29 December 2017
A food desert is an area, often an urban one, with poor access to food, especially nutritious food and fresh fruits and vegetables. The Oxford English Dictionary has a citation from a 1988 Australian newspaper:
New Caledonia, surely more of a food desert than anything outside five kilometres from the centre of Melbourne.
This citation may be something of an outlier. It refers to the Pacific island of New Caledonia, not an urban area in a developed nation, and it appears some eight years before food desert began to be used in earnest. Plus its use of “more of a” and the lack of quotation marks around the term hint that it is a straightforward metaphor rather than a term of art.
The next citation I can find is from 1996 in the British paper The Observer:
Like thousands of other communities across Britain, [Tipton] had been transformed by the exodus of the big supermarkets to out-of-town greenfield sites into what the experts call a “fresh food desert.”
Here we have quotation marks, but the phrase is fresh food desert. The term is new, but not yet in its current form.
The next citation in the OED is again British, from the Financial Times of 13 March 1997, and we get the term in its familiar form and context:
Some localities have also become “food deserts,” where independent shops and street markets have closed and poorer citizens without cars have difficulty reaching the “cathedrals of choice” on the edges of towns.
More recently, the term food swamp has come into use out of recognition that food, in general, is available in such areas, but that fresh and nutritious choices are swamped by fast food restaurants and convenience stores. The earliest use of food swamp that I can find is from 2011 and New Zealand:
She found there was no supermarket in eastern Porirua and what she called a “food swamp” of unhealthy food shops. There were very little fruit and vegetables and healthier foods, grainy bread and low fat milk, were more expensive.
Months later the term appears in a major U. S. publication, The Nation:
Calling neighborhoods deserts may also reinforce the idea that poor communities have no resources on which to build and need to be rescued by some outside force, says Williams. Other terms have been proposed: “food swamp,” “grocery gap,” “food red-lining,” “food apartheid.”
And about six months later the term appears on the front page of the New York Times:
Within a couple of miles of almost any urban neighborhood, “you can get basically any type of food,” said Roland Sturm of the RAND Corporation, lead author of one of the studies. “Maybe we should call it a food swamp rather than a desert.”
The two terms demonstrate several common factors in the coinage and development of a term. Often there are early, independent coinages that are unrelated to later use. Terms are often in oral use within particular communities of interest, in this case charities and food banks, before they make it into print, and with the internet such communities can be global. And the metaphors underlying such terms are often adapted to more accurately reflect reality.
Sources:
Hallman, Charles. “Getting Healthy Food to Those In Need.” Minnesota Spokesman-Recorder. 24–30 Nov 2011.

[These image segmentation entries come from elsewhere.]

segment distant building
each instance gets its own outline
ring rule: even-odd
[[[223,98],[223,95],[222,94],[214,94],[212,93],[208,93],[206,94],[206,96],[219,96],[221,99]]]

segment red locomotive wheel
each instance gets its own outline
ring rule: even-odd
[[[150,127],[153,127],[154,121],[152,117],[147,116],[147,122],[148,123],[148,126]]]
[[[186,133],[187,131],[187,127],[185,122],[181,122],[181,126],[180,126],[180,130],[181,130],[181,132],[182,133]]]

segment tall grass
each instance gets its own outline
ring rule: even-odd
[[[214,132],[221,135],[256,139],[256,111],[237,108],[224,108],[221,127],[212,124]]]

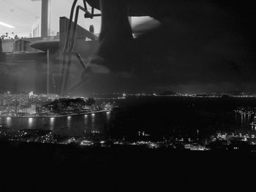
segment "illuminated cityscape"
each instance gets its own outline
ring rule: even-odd
[[[255,9],[0,0],[0,191],[252,191]]]

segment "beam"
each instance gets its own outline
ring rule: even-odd
[[[50,0],[42,0],[41,37],[50,35]]]

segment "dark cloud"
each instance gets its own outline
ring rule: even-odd
[[[254,91],[252,4],[229,1],[192,1],[189,6],[177,4],[170,10],[173,11],[170,17],[161,20],[159,28],[136,39],[129,63],[116,57],[118,61],[109,67],[111,74],[104,80],[105,89],[153,92],[170,88],[192,93],[244,88]],[[129,77],[133,77],[127,80]],[[95,79],[94,82],[96,85],[101,81]]]

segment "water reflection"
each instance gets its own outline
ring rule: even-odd
[[[29,128],[33,128],[33,118],[29,118]]]
[[[67,128],[71,128],[71,119],[72,119],[72,117],[71,117],[71,116],[68,116],[68,117],[67,117]]]
[[[54,128],[54,120],[55,118],[50,118],[50,130],[53,131]]]
[[[106,112],[106,115],[107,115],[107,120],[110,120],[110,118],[111,118],[111,112]]]
[[[10,127],[12,126],[12,118],[7,118],[7,127]]]

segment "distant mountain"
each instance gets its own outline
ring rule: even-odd
[[[177,93],[175,93],[173,91],[165,91],[161,93],[159,93],[159,96],[173,96],[173,95],[176,95]]]
[[[231,94],[233,96],[244,96],[246,95],[246,93],[239,89],[236,89]]]

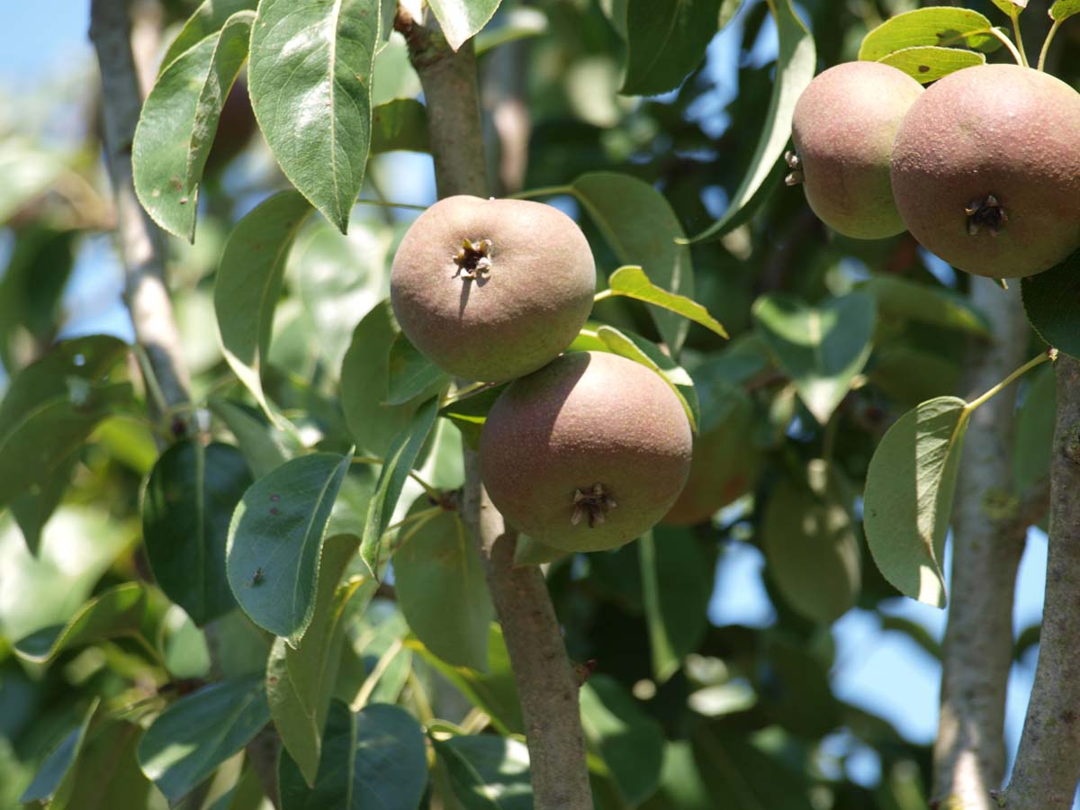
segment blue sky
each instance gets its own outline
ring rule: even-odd
[[[93,51],[86,39],[89,0],[35,0],[0,4],[0,99],[25,98],[45,82],[63,81],[72,71],[93,69]],[[710,48],[710,73],[717,83],[715,105],[700,110],[712,117],[712,125],[723,129],[727,124],[718,111],[727,97],[737,92],[735,69],[738,42],[741,35],[738,24],[716,38]],[[767,25],[752,54],[753,64],[767,64],[775,52],[774,30]],[[11,113],[0,112],[0,133],[3,124],[11,126]],[[16,132],[18,125],[15,123]],[[386,173],[386,176],[413,178],[401,188],[388,189],[394,199],[423,201],[430,195],[430,160],[403,158],[404,171]],[[2,257],[0,257],[2,258]],[[120,273],[111,258],[108,242],[89,240],[81,256],[81,271],[72,281],[67,300],[75,308],[80,301],[105,299],[111,301],[104,308],[87,312],[78,322],[79,332],[114,330],[130,337],[119,309]],[[1025,552],[1017,588],[1014,611],[1015,626],[1023,629],[1037,621],[1042,607],[1042,580],[1045,570],[1045,538],[1032,530]],[[752,546],[729,545],[717,570],[717,588],[710,618],[717,624],[743,623],[767,626],[772,621],[771,607],[761,584],[762,559]],[[945,613],[897,598],[888,610],[926,626],[941,638]],[[852,610],[834,626],[837,645],[837,663],[833,683],[838,696],[890,719],[913,741],[929,742],[936,729],[937,691],[940,670],[937,663],[920,650],[906,636],[882,633],[872,613]],[[1027,693],[1030,689],[1034,656],[1027,666],[1015,666],[1010,685],[1007,719],[1007,738],[1010,759],[1023,726]],[[854,766],[862,779],[874,777],[872,755],[860,757]]]

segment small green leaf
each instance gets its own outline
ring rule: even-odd
[[[443,28],[446,42],[457,51],[495,14],[502,0],[428,0]]]
[[[145,613],[146,591],[137,582],[126,582],[87,602],[67,624],[42,627],[15,642],[15,652],[27,661],[44,663],[72,647],[135,635]]]
[[[63,805],[68,800],[75,787],[75,766],[86,741],[86,729],[90,728],[90,721],[97,712],[98,703],[99,700],[95,699],[83,715],[82,723],[49,753],[33,781],[19,796],[19,802],[48,801]]]
[[[463,810],[532,810],[529,750],[492,734],[432,739]]]
[[[394,98],[372,112],[372,154],[399,149],[427,152],[428,109],[415,98]]]
[[[287,752],[278,780],[282,810],[416,810],[428,786],[423,731],[400,706],[376,703],[354,714],[334,701],[314,786]]]
[[[220,31],[226,21],[238,11],[255,11],[256,5],[258,0],[203,0],[165,51],[158,76],[189,48]]]
[[[390,516],[397,505],[405,480],[420,455],[420,448],[428,441],[428,434],[435,427],[437,416],[438,397],[433,397],[421,405],[413,420],[394,436],[382,461],[379,481],[375,485],[375,495],[367,505],[367,519],[364,523],[364,536],[360,546],[360,556],[376,576],[380,564],[382,532],[390,524]]]
[[[194,242],[199,187],[214,144],[221,107],[247,58],[255,14],[229,17],[176,57],[147,96],[132,144],[135,191],[150,217],[170,233]]]
[[[219,680],[180,698],[143,734],[138,762],[170,802],[178,801],[270,721],[262,680]]]
[[[754,303],[761,337],[821,424],[863,370],[876,318],[874,299],[859,292],[816,308],[783,295],[761,296]]]
[[[1074,14],[1080,14],[1080,0],[1055,0],[1050,6],[1049,14],[1055,23],[1067,19]]]
[[[408,516],[432,508],[421,496]],[[495,609],[465,525],[457,512],[444,510],[422,525],[407,524],[402,535],[394,588],[409,629],[447,663],[486,672]],[[448,605],[454,609],[447,610]]]
[[[675,90],[701,64],[720,22],[720,0],[629,0],[624,95]]]
[[[663,729],[619,681],[607,675],[585,681],[581,726],[627,805],[637,807],[656,792],[664,756]]]
[[[780,176],[773,167],[792,137],[792,114],[795,112],[795,103],[813,79],[816,69],[818,56],[813,37],[795,13],[792,0],[775,0],[770,2],[769,8],[777,18],[780,50],[777,55],[777,78],[772,84],[769,110],[761,126],[757,148],[742,183],[731,194],[731,201],[724,216],[690,240],[691,242],[719,239],[746,221],[757,206],[765,202],[768,194],[759,192],[767,190],[765,185],[770,174]]]
[[[974,51],[937,45],[918,45],[894,51],[878,59],[882,65],[903,70],[923,84],[935,82],[944,76],[986,63],[986,56]]]
[[[356,553],[360,539],[329,537],[319,563],[315,610],[299,649],[274,639],[267,660],[267,701],[282,744],[305,781],[314,785],[319,772],[323,729],[345,637],[342,619],[353,597],[370,598],[375,580],[354,579],[338,588],[341,575]]]
[[[1021,281],[1027,320],[1050,346],[1080,357],[1080,251]]]
[[[797,612],[822,624],[854,604],[861,577],[859,540],[848,511],[829,491],[827,474],[815,459],[810,486],[782,478],[761,524],[766,563],[780,593]]]
[[[229,522],[252,476],[235,447],[185,440],[154,464],[143,539],[158,585],[199,626],[235,607],[226,577]]]
[[[989,32],[993,26],[983,14],[970,9],[916,9],[890,17],[869,31],[859,48],[859,58],[879,62],[896,51],[920,45],[996,51],[1001,40]]]
[[[571,190],[619,261],[644,268],[661,289],[693,297],[690,248],[676,244],[686,232],[663,194],[617,172],[583,174]],[[650,309],[649,315],[672,354],[678,356],[689,324],[666,310]]]
[[[391,343],[387,362],[388,405],[403,405],[424,393],[431,396],[449,384],[449,375],[420,354],[403,333]]]
[[[315,609],[319,558],[330,510],[352,462],[315,453],[256,481],[229,525],[229,585],[252,621],[292,647]]]
[[[640,363],[663,377],[664,382],[675,392],[683,405],[686,418],[690,422],[690,430],[698,432],[700,417],[698,395],[694,393],[690,375],[681,366],[660,351],[659,347],[650,346],[648,340],[638,335],[620,332],[613,326],[600,326],[596,334],[604,341],[606,351]]]
[[[270,349],[285,259],[311,206],[295,191],[259,203],[225,244],[214,282],[214,311],[229,367],[271,420],[260,375]]]
[[[974,309],[966,298],[942,287],[896,275],[875,275],[858,288],[874,297],[882,316],[959,329],[976,337],[993,337],[986,315]]]
[[[261,0],[252,109],[285,176],[342,233],[364,181],[379,0]]]
[[[649,281],[649,276],[639,267],[632,265],[620,267],[611,273],[608,279],[608,286],[611,288],[612,295],[622,295],[638,301],[662,307],[689,321],[701,324],[720,337],[728,337],[724,324],[708,314],[708,310],[691,298],[687,298],[684,295],[675,295],[662,287],[658,287]]]
[[[967,403],[939,396],[902,416],[866,473],[863,522],[878,569],[901,593],[944,607],[942,572]]]

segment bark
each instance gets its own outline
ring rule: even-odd
[[[1069,810],[1080,781],[1080,361],[1057,360],[1047,596],[1009,810]]]
[[[428,105],[429,139],[440,198],[488,195],[476,64],[472,42],[455,53],[433,26],[399,10]],[[537,810],[589,810],[592,797],[581,732],[578,683],[555,610],[537,566],[515,568],[516,534],[491,504],[476,454],[463,448],[462,518],[484,559],[491,602],[502,625],[525,719]]]
[[[1029,327],[1018,284],[1003,292],[973,279],[971,298],[994,325],[994,341],[969,350],[964,387],[973,397],[1028,360]],[[983,404],[963,443],[931,793],[943,808],[990,810],[991,791],[1004,778],[1013,592],[1028,524],[1015,501],[1010,509],[1015,402],[1016,386],[1010,386]]]

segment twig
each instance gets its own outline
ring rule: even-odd
[[[1080,780],[1080,361],[1064,353],[1050,482],[1039,665],[1004,795],[1009,810],[1068,810]]]
[[[487,197],[472,42],[454,53],[436,28],[419,25],[401,9],[395,28],[405,35],[423,86],[438,195]],[[476,454],[468,447],[462,453],[461,515],[484,558],[491,602],[517,680],[534,807],[591,810],[578,685],[546,583],[538,567],[514,567],[516,532],[504,525],[488,499]]]

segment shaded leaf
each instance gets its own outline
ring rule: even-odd
[[[244,492],[229,525],[227,570],[237,602],[293,647],[315,609],[323,536],[351,461],[316,453],[282,464]]]
[[[636,177],[616,172],[583,174],[571,190],[619,261],[643,268],[661,289],[693,296],[690,249],[676,244],[686,233],[663,194]],[[677,356],[689,324],[666,310],[650,308],[649,315]]]
[[[765,201],[766,180],[770,174],[779,177],[773,167],[784,153],[792,137],[792,116],[795,103],[813,79],[816,69],[816,50],[813,37],[795,13],[791,0],[775,0],[770,9],[777,19],[779,52],[777,77],[769,97],[769,109],[761,125],[757,148],[751,158],[746,174],[739,188],[731,194],[727,211],[717,221],[696,235],[691,242],[719,239],[738,228]]]
[[[378,0],[261,0],[252,109],[285,176],[345,233],[372,137]]]
[[[382,532],[390,524],[397,499],[408,477],[409,470],[416,463],[428,434],[435,427],[438,416],[438,397],[429,400],[416,411],[413,420],[394,436],[382,460],[379,481],[375,485],[375,494],[367,504],[367,519],[364,522],[364,535],[361,539],[360,555],[367,563],[372,573],[377,576],[381,556]]]
[[[754,321],[799,399],[821,424],[828,421],[870,353],[877,316],[866,293],[809,307],[783,295],[761,296]]]
[[[116,585],[96,596],[67,624],[42,627],[15,642],[15,652],[28,661],[44,663],[65,649],[135,635],[146,613],[146,591],[137,582]]]
[[[185,440],[154,464],[143,495],[143,539],[158,585],[199,626],[235,606],[226,576],[229,522],[252,476],[226,444]]]
[[[701,64],[720,22],[720,0],[627,0],[626,76],[620,93],[675,90]]]
[[[354,714],[334,701],[314,787],[287,753],[278,780],[282,810],[416,810],[428,785],[423,731],[400,706],[376,703]]]
[[[1080,251],[1021,281],[1027,320],[1050,346],[1080,357]]]
[[[408,516],[432,508],[421,496]],[[394,588],[409,629],[447,663],[485,672],[495,608],[465,525],[457,512],[444,510],[422,525],[407,525],[402,534],[394,554]],[[453,610],[447,610],[450,605]]]
[[[247,58],[255,14],[240,11],[218,36],[177,56],[147,96],[132,144],[135,191],[150,217],[193,242],[203,166],[221,107]]]
[[[311,625],[298,649],[274,639],[267,660],[267,701],[282,744],[309,785],[315,782],[322,751],[323,729],[330,694],[337,679],[342,620],[349,603],[370,598],[375,581],[354,579],[338,588],[341,575],[356,553],[359,538],[329,537],[319,564],[319,586]]]
[[[901,593],[945,605],[945,536],[968,429],[967,403],[939,396],[902,416],[866,473],[863,522],[878,569]]]
[[[532,810],[529,750],[524,743],[491,734],[432,743],[463,810]]]
[[[150,724],[138,744],[139,766],[175,802],[269,721],[261,678],[219,680],[180,698]]]
[[[232,373],[271,419],[260,375],[270,349],[285,259],[309,213],[311,206],[295,191],[261,202],[229,234],[214,282],[221,351]]]

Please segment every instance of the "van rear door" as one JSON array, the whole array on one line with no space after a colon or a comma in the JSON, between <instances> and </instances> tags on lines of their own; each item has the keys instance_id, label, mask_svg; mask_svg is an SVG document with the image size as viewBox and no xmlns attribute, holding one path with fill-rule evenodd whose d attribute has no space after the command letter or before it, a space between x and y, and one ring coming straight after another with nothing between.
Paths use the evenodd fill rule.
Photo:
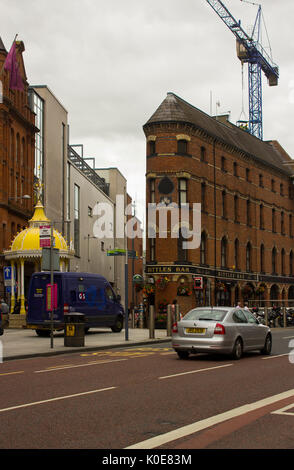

Huber, Bridget. “Walmart’s Fresh Food Makeover.” The Nation, 3 Oct 2011, 24.
Jones, Judy. “The Bad Food Trap.” The Observer, 21 Jan 1996, 13.
Knight, Kim. “Hunger Pains.” Sunday Star-Telegram (New Zealand), 20 Feb 2011, C1.
Kolata, Gina. “Studies Question the Pairing of Food Deserts and Obesity.” New York Times, 18 Apr 2012, A1.
Oxford English Dictionary, third edition, Dec 2008, food, n.